I tested all the settings while parked on Central Park West in NYC in order to take advantage of the National Weather Service temperature readings from the same location... 
I'm wondering where the sensors are for the temperature, there is a shielded cable going form the mirrow right into the space above the windshield, and the zones really puzzle me???
Thank you guys,
jb


----------



## MakoMeat (Dec 4, 2002)

jban99 said:


> I'm in NYC. What's the right 'Zone' to set the compass to?
> Also the temperature display is always 3 or 4 degrees above. Is there a way to compensate?
> I searched the manual and couldn't find anything... Many thanks in advance for the help!


I think your autodimming mirror is the dealer installed aftermarket one. 

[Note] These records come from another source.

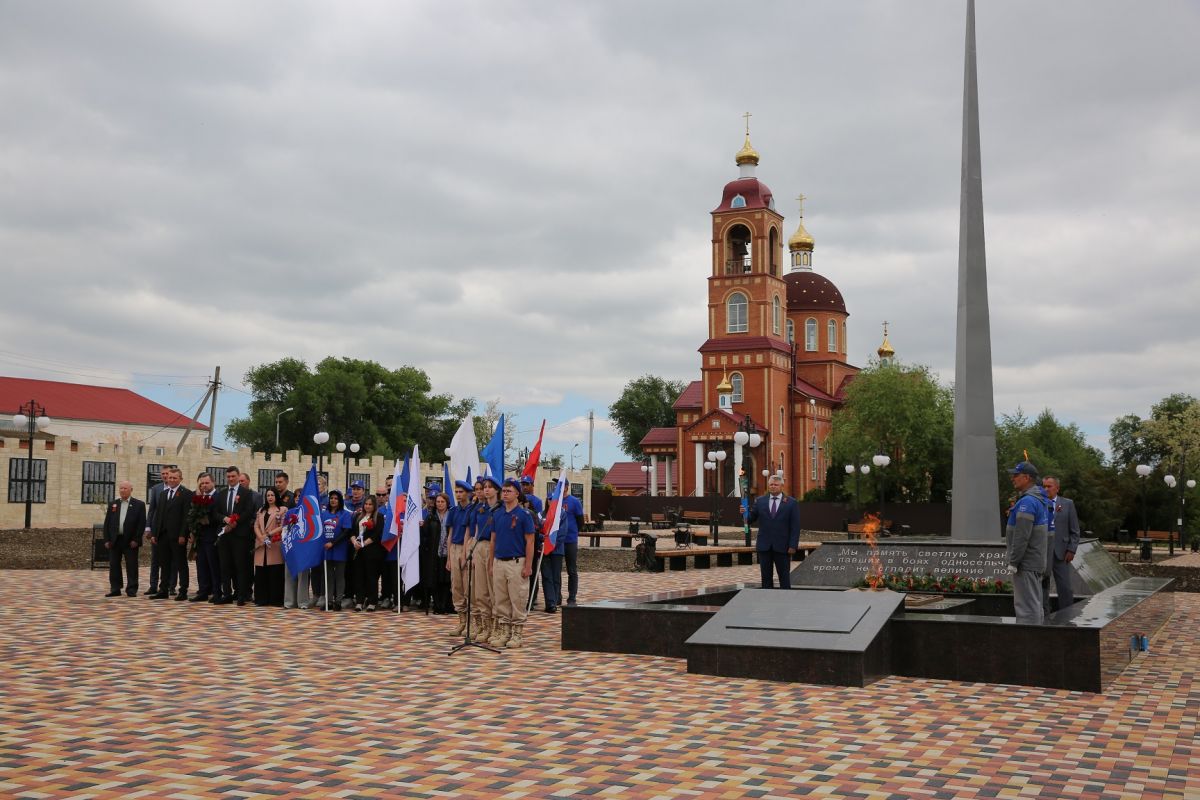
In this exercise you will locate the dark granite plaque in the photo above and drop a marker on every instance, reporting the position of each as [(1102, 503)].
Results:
[(844, 564)]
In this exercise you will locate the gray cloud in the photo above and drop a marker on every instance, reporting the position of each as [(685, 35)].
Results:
[(229, 182)]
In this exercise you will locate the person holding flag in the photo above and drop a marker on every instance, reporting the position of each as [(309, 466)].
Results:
[(303, 539), (483, 527), (459, 522), (513, 557), (553, 548)]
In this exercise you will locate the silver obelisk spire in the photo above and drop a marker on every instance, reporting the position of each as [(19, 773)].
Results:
[(975, 515)]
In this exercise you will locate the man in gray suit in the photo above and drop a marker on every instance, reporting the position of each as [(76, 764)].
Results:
[(1062, 552)]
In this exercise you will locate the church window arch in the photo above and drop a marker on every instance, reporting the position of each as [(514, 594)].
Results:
[(737, 313)]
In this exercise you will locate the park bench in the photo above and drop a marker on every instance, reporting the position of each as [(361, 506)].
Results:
[(702, 557), (1121, 551)]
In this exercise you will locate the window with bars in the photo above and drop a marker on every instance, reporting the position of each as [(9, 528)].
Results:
[(154, 475), (22, 482), (267, 479), (99, 481)]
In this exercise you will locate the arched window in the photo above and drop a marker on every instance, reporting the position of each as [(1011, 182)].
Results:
[(737, 313)]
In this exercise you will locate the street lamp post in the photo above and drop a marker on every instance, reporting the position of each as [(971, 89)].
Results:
[(346, 459), (1147, 554), (882, 461), (33, 417), (319, 439), (277, 417), (747, 435)]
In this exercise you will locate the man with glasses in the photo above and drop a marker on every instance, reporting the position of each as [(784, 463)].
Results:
[(1062, 547)]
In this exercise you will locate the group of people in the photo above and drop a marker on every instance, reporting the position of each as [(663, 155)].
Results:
[(478, 551), (1042, 536)]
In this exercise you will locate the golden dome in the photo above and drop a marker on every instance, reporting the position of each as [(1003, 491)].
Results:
[(747, 155), (802, 239)]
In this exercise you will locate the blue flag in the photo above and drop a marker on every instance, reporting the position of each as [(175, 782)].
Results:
[(304, 543), (493, 453)]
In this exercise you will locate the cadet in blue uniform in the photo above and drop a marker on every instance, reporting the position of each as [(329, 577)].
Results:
[(1026, 542), (459, 521), (513, 554), (483, 525)]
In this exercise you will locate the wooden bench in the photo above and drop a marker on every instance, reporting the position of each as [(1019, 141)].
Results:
[(677, 559), (1120, 551)]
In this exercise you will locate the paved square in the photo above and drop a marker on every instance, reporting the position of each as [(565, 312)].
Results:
[(127, 698)]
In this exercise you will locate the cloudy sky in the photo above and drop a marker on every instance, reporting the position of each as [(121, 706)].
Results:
[(450, 184)]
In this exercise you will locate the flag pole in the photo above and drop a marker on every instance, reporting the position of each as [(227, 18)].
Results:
[(537, 576)]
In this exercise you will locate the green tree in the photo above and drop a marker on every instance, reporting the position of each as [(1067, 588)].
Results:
[(385, 410), (900, 410), (645, 403)]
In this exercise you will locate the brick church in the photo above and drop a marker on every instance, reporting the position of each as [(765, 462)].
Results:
[(773, 366)]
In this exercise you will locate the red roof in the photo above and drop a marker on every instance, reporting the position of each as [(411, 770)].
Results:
[(690, 397), (629, 475), (659, 437), (91, 403), (751, 190)]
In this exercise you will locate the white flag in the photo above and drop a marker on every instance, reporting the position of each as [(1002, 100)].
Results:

Here’s what I dug up for you:










good luck


----------



## jban99 (Dec 5, 2003)

*THANKS MakoMeat!*



MakoMeat said:


> I think your autodimming mirror is the dealer installed aftermarket one.
> 
> Here’s what I dug up for you:
> 
> ...


Don't know if it is aftermarket or not, it just looks identical to the one in the Nissan literature but anyway, your procedure WORKED!!! :thumbup: . 
That was the most important issue, I'll get used to see the temperature a couple degrees up, no problem. Thanks a lot again...

John


----------



## Ruben (Oct 15, 2002)

Wooohoo! Another happy customer.


----------



## MakoMeat (Dec 4, 2002)

no problem, glad it worked out
:cheers:


----------



## Blank (Aug 21, 2003)

jban99 said:


> Don't know if it is aftermarket or not, it just looks identical to the one in the Nissan literature but anyway, your procedure WORKED!!! :thumbup: .
> That was the most important issue, I'll get used to see the temperature a couple degrees up, no problem. Thanks a lot again...
> 
> John


if its on your factory window sticker its stock, if not its dealer installed, factory compasses are set to zone 8 (in tenn) aftermarket dealer ones should be set by the dealer to the correct zone, but usually arent, ps, ive had a bunch of cars with tepm controlls, its a very inexact science, my 99 pathfinder was about 5 degrees high or lowe depending on weather... its never going to be exact, just giving you a basic idea... be lucky your close, i have a friend with an older toyota that says about 30 degrees off

ps. the temp reading is aldo delayed from changes to prevent wild swings of the led readout. i think it is set to 1 degree per 60 or 90 seconds, so make sure your sitting still for a few minutes to get a true reading if your trying to be perfect


----------



## jban99 (Dec 5, 2003)

*More rear view..*

Thanks for the advice. I've been out of the country for two weeks so it'll be the perfect time to test it tomorrow when I return to the US. Has been off only by 2 degrees so, as you said it's not so bad and I'm very happy with it.
Happy New Year,
John


----------